Record price levels are dampening demand. Processors find it difficult to pass on high energy prices to most of their customers and only purchase additional equipment to meet their immediate needs.
PVC prices finally fell for the first time since mid-2020 in early May trading. Basic PVC prices fell €30-35/tonne as lower demand offset tighter availability.
PS prices reached a new record high in April, surpassing the previous record set in May 2021. Producers announced planned price increases between €415 and €430/tonne. Most of the increase comes from a €360/tonne increase in the April styrene monomer reference price settlement and the rest from an energy surcharge. For April as a whole, PS prices rose slightly more than the rise in raw material costs.
Material availability has tightened due to production issues and reduced PS production. Demand weakened in April due to exorbitant prices, the Easter holiday and the shortening of the working month. Many processors are struggling to pass on the higher costs to end users and are reducing their purchases.
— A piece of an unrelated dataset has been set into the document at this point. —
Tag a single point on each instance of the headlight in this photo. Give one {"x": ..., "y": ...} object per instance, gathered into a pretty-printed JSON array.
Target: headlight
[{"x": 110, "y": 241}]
This month, PS producers announced planned price increases of €90-120/tonne after the cost of styrene monomer increased by a further €84/tonne.
In April, the bottle-grade PET price spike began to subside with only modest gains of around €10/tonne.
While supply remained tight in April due to maintenance shutdowns at factories in southern Europe, there was a slight loosening of material availability elsewhere. Imports from the Fast East declined as European buyers shunned Chinese materials due to ongoing logistics backlogs and late shipping times.
The war in Ukraine casts a shadow over normal expectations of a seasonal recovery in demand for PET bottles. Converters are limiting their purchases of polymers to the bare minimum and continue to have difficulty passing on cost increases to their customers.
This month, PET prices are expected to decline following a rollover in April’s paraxylene benchmark price and lower monoethylene glycol (MEG) costs.